Using DFTK on compute clusters
This chapter summarises a few tips and tricks for running DFTK on compute clusters. It assumes you have already installed Julia on the machine in question (see Julia downloads and Julia installation instructions). For a general presentation of using Julia on HPC systems from both the user and the admin perspective, see JuliaOnHPCClusters.
In this presentation we use EPFL's scitas clusters as the example to explain the basic principles.
Julia depot path
By default on Linux-based systems Julia puts all installed packages, including the binary packages into the path $HOME/.julia
, which can easily take a few tens of GB. On many compute clusters the /home
partition is on a shared filesystem (thus access is slower) and has a tight space quota. Usually it is therefore more advantageous to put Julia packages on a less persistent, faster filesystem. On many systems (such as EPFL scitas) this is the /scratch
partition. In your ~/.bashrc
or otherwise you should thus redirect the JULIA_DEPOT_PATH
to be a subdirectory of /scratch
.
EPFL scitas. On scitas the right thing to do is to insert
export JULIA_DEPOT_PATH="$JULIA_DEPOT_PATH:/scratch/$USER/.julia"
into your ~/.bashrc
.
Installing DFTK into a local Julia environment
When employing a compute cluster, it is often desirable to integrate with the matching cluster-specific libraries, such as vendor-specific versions of BLAS, LAPACK etc. This is easiest achieved by installing DFTK
not into the global Julia environment, but instead bundle the installation and the cluster-specific configuration in a local, cluster-specific environment.
On top of the discussion of the main Installation instructions, this requires one additional step, namely the use of a custom Julia package environment.
Setting up a package environment. In the Julia REPL, create a new environment (essentially a new Julia project) using the following commands:
import Pkg
Pkg.activate("path/to/new/environment")
Replace path/to/new/environment
with the directory where you wish to create the new environment. This will generate a folder containing Project.toml
and Manifest.toml
files. Both together provide a reproducible image of the packages you installed in your project. Once the activate
call has been issued, you can than install packages as usual. E.g. use Pkg.add("DFTK")
to install DFTK. The difference is that instead of tracking this in your global environment, the installations will be tracked in the local Project.toml
and Manifest.toml
files of the path/to/new/environment
folder.
To start a Julia shell directly with such this environment activated, run it as julia --project=path/to/new/environment
.
Updating an environment. Start Julia and activate the environment. Then run Pkg.update()
, i.e.
import Pkg
Pkg.activate("path/to/new/environment")
Pkg.update()
For more information on Julia environments, see the respective documentation on Code loading and on Managing Environments.
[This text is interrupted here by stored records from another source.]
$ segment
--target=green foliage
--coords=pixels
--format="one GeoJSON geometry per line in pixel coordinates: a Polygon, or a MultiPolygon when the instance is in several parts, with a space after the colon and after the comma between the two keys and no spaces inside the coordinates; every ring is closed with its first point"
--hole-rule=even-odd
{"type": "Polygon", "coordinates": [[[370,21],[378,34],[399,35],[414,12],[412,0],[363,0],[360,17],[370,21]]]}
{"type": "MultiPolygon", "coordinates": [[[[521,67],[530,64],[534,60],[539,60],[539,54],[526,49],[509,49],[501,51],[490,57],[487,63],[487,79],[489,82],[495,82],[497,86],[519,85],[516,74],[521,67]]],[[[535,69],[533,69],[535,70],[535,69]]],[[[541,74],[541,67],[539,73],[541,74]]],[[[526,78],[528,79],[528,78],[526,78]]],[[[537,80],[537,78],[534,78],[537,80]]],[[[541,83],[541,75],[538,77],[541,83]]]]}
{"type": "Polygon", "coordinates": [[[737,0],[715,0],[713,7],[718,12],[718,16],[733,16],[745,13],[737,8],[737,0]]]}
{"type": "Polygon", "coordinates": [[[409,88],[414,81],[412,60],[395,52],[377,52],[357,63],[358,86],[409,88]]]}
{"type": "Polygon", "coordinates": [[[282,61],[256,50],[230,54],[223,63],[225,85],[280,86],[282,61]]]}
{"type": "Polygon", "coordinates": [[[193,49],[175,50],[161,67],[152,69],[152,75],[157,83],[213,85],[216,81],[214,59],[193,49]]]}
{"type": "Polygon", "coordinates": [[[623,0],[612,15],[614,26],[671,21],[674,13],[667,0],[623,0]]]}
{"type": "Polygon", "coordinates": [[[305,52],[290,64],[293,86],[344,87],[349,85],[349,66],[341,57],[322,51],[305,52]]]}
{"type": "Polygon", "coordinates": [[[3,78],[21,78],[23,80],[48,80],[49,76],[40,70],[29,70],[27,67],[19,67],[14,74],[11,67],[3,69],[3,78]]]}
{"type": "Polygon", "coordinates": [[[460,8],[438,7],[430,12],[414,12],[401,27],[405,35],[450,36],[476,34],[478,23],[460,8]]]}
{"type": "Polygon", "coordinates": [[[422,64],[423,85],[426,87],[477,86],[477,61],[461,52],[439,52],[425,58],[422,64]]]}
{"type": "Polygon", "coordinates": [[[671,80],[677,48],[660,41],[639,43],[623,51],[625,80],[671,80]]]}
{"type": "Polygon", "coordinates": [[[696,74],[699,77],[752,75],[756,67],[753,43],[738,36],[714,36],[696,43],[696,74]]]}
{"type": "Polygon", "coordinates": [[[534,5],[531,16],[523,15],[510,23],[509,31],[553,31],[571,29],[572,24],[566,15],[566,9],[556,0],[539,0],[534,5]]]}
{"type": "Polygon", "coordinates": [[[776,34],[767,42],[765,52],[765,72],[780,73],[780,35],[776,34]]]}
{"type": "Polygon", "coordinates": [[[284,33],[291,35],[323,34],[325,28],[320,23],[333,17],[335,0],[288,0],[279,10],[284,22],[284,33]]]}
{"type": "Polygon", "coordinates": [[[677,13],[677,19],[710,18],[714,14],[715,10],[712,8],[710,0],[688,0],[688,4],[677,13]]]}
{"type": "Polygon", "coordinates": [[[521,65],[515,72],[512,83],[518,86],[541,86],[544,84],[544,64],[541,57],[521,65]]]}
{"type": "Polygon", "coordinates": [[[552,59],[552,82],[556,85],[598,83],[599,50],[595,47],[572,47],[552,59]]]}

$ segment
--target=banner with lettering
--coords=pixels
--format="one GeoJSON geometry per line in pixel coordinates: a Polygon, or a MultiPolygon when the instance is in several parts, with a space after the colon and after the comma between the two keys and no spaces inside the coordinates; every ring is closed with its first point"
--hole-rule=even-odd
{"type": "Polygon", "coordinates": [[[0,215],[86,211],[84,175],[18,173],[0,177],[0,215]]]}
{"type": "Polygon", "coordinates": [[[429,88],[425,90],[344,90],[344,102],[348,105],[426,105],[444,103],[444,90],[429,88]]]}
Setting up local preferences
On cluster machines often highly optimised versions of BLAS, LAPACK, FFTW, MPI or other basic packages are provided by the cluster vendor or operator. These can be used with DFTK by configuring an appropriate LocalPreferences.toml
file, which tells Julia where the cluster-specific libraries are located. The following sections explain how to generate such a LocalPreferences.toml
specific for your cluster. Once this file has been generated and sits next to a Project.toml
in a Julia environment, it ensures that the cluster-specific libraries are used instead of the default ones. Therefore this setup only needs to be done once per project.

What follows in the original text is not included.